Could someone give me some insight to why my 18m old maltese has taken to pooping and peeing everywhere in my house after she had a litter 3 days ago...?
She was house trained very well but after she had her litter she has pooped and peed in various locations through out the house. She is trained to go outside and all so on newspaper...I have plenty of newspaper near her to go on so she doesn't have to travel very far from her puppies to do her business. She will go on the paper but then will go every where else...anyone ever experience this. Any advice would be greatly appreciated......


----------



## digits mama (Jun 13, 2007)

Your dog is only 18 months old and she had a litter already?

That is like a 8 year old human giving birth...

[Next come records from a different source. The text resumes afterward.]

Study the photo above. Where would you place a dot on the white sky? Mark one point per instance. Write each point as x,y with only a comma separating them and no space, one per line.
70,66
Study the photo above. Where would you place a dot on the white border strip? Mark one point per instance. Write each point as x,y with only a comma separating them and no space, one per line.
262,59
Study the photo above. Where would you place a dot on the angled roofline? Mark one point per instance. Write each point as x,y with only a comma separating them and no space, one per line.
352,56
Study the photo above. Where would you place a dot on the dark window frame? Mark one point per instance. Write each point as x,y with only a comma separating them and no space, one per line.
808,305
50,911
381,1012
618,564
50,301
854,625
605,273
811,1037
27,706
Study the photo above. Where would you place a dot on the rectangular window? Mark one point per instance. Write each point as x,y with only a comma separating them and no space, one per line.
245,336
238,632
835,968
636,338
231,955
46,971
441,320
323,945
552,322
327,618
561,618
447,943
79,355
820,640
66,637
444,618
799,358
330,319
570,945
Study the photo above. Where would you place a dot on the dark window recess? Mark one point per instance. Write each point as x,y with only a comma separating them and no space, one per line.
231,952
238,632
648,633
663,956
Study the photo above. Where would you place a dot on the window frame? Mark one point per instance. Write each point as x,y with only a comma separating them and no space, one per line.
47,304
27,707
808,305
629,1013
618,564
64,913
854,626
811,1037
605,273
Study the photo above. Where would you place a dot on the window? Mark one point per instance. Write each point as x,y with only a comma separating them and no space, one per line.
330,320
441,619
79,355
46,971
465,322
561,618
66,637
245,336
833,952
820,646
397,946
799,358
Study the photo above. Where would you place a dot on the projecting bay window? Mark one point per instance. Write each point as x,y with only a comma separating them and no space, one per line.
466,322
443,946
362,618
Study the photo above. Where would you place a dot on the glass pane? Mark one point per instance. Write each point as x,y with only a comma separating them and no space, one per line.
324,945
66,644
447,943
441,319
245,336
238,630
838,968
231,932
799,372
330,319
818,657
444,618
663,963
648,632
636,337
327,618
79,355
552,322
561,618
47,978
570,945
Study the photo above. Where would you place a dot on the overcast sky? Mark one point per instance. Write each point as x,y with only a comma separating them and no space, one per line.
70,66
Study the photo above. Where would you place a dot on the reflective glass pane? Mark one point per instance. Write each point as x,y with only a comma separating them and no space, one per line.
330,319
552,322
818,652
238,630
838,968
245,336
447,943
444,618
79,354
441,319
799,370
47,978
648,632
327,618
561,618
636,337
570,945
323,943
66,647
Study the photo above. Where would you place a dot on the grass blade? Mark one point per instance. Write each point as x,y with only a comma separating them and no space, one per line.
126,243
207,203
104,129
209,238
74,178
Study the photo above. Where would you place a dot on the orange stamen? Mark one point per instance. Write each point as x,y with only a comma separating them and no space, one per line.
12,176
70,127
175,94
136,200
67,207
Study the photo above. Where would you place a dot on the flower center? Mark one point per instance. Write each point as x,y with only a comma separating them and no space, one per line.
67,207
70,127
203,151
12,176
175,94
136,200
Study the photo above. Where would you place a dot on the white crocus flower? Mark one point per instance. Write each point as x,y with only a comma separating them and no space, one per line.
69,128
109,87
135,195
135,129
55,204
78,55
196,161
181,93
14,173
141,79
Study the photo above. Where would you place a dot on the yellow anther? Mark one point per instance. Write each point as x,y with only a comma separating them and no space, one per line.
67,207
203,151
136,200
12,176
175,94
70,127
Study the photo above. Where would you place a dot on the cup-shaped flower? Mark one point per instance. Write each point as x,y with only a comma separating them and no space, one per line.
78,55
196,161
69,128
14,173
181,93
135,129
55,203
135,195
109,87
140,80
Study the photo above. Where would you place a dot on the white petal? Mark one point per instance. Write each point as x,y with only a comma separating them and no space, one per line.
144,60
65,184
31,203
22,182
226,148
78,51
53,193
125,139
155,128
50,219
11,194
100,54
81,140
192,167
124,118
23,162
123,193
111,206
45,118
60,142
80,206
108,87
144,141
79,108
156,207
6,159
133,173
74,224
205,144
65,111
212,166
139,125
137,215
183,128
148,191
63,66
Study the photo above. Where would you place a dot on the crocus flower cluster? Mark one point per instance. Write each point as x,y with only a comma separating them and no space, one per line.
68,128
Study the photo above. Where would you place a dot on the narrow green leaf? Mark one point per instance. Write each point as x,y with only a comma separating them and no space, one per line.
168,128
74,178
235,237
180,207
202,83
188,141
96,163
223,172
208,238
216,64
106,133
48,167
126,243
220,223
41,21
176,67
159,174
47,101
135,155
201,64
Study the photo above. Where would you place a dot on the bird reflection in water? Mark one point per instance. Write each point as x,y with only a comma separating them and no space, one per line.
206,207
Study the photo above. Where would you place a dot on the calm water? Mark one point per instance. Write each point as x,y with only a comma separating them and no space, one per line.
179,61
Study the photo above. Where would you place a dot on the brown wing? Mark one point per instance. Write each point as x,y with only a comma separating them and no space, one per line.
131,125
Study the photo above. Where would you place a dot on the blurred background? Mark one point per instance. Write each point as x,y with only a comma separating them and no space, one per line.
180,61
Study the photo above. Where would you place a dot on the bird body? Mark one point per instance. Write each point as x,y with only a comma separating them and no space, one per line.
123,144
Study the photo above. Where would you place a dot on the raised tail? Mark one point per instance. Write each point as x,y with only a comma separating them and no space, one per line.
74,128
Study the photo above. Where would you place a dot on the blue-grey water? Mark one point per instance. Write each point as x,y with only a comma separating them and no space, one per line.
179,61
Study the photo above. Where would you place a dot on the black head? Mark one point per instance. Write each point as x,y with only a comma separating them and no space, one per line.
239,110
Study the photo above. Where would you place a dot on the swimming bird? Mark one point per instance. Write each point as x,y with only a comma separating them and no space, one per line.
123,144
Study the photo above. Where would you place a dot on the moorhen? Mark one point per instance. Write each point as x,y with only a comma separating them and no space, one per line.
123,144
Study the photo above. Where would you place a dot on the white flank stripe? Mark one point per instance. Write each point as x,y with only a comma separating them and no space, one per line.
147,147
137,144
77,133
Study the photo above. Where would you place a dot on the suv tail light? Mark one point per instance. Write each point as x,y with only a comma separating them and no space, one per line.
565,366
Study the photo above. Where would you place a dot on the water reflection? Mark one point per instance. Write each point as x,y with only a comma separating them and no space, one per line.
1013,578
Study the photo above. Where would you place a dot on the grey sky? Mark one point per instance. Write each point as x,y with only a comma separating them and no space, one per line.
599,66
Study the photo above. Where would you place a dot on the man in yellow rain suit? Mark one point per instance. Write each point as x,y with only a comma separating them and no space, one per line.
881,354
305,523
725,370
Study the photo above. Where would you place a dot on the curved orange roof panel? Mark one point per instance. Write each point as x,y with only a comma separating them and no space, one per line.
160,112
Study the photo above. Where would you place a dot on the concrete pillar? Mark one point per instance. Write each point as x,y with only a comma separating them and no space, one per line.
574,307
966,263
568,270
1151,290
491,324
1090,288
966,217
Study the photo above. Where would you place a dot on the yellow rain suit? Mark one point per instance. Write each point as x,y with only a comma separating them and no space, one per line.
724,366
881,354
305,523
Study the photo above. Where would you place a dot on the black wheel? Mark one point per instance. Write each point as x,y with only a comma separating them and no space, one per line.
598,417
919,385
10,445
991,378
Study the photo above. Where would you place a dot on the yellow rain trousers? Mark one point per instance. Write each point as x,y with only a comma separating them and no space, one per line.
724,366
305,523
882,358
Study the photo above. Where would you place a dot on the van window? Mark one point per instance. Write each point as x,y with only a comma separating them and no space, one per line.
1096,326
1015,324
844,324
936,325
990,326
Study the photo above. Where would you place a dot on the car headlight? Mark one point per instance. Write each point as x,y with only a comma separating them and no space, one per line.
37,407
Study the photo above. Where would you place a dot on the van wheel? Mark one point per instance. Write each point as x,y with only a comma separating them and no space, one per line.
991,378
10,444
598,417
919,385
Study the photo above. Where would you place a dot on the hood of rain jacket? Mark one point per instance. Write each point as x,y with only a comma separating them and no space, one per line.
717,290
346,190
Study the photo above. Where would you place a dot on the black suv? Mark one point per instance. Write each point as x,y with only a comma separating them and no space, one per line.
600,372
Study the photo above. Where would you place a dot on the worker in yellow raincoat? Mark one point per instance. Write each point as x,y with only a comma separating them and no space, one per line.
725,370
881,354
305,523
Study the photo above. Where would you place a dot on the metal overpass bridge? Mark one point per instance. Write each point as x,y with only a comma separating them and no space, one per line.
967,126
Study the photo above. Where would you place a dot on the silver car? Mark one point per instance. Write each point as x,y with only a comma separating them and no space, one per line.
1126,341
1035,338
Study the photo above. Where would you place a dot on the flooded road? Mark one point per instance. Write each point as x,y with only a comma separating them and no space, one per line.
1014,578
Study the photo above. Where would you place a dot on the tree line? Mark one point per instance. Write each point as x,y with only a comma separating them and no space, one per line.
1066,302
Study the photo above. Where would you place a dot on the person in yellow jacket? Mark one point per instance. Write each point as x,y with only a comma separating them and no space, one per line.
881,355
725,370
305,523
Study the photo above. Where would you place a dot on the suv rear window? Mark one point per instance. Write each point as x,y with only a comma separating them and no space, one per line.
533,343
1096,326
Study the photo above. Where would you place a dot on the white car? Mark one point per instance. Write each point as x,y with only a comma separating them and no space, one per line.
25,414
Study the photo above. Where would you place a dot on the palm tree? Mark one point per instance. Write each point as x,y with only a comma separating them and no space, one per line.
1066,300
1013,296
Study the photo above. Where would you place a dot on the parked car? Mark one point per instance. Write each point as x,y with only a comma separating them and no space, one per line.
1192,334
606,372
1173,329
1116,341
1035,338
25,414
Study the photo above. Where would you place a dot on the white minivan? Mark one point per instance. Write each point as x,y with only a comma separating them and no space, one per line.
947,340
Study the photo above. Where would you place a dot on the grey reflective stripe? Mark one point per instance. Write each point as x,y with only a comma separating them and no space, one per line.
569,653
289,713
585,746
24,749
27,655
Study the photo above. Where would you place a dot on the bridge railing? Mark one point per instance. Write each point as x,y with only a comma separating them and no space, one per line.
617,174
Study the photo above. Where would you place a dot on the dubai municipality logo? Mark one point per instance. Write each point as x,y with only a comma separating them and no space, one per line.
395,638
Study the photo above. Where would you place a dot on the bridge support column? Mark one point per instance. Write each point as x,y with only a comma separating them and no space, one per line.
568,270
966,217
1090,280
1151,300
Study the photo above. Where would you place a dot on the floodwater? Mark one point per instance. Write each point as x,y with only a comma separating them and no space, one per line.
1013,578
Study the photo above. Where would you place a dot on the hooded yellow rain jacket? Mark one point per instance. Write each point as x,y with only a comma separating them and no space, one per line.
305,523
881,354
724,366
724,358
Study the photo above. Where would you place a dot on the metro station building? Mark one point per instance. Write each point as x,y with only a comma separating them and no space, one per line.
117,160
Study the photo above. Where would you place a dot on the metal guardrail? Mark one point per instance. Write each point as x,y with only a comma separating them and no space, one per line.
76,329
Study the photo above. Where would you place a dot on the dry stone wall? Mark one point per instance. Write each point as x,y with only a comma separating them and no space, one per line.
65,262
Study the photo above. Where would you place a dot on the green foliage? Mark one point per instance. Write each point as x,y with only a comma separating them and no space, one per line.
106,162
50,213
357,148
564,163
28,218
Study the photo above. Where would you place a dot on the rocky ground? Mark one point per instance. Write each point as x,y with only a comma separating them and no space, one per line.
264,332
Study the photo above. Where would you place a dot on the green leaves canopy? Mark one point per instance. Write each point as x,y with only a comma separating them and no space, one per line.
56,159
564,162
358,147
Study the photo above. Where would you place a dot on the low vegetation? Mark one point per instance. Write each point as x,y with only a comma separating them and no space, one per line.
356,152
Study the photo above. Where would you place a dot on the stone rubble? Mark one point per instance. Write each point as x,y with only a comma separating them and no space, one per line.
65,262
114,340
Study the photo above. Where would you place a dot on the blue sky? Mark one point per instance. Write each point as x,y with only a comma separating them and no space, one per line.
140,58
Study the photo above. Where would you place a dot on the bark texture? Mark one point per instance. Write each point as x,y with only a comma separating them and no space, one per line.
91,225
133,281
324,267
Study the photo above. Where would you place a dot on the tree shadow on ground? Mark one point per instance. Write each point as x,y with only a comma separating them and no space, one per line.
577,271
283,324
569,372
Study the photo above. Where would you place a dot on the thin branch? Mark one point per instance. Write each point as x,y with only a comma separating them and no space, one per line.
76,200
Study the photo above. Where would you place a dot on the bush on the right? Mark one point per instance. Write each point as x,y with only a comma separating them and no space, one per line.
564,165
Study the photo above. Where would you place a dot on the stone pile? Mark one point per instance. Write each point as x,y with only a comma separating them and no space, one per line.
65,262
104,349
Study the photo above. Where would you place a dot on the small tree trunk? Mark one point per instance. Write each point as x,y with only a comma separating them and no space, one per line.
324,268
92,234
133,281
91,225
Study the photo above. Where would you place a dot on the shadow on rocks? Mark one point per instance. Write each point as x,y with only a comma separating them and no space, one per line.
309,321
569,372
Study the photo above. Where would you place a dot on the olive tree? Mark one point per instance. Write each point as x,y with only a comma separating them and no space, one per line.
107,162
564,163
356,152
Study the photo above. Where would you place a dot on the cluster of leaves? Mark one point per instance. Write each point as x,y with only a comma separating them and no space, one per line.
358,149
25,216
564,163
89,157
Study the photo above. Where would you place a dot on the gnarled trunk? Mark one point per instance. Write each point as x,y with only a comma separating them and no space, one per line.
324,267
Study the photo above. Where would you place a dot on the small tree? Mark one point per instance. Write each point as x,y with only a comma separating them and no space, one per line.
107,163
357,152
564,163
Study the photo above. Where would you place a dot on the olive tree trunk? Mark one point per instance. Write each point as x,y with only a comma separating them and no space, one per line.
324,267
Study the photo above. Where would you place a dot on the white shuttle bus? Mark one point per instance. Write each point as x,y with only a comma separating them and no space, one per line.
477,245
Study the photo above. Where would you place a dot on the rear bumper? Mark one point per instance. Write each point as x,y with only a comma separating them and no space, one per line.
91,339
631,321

She is probably pissed at you..

I would be.


----------



## Kyllobernese (Feb 5, 2008)

When they are cleaning up after puppies and eating more, they have to go more. Also, they do not like going near where their puppies are so if you have paper down near the puppies she probably will not use it.


----------



## Megansmom (Jun 26, 2008)

My friend's dog that just had a litter did the same thing the first week or so. After that, she was fine. It's kind of a shock to the system.


----------



## Ben2017 (Oct 26, 2020)

digits mama said:


> Your dog is only 18 months old and she had a litter already?
> 
> That is like a 8 year old human giving birth...
> 
> ...


----------



## Ben2017 (Oct 26, 2020)

Our dog had similar problems because a male dog jumped the fence. Not our fault. And that was an ungracious reply to that lady. She was asking a question and thank you for not being helpful


----------



## RonE (Feb 3, 2007)

Thread is 12 years old and the member you're chiding is long gone.


----------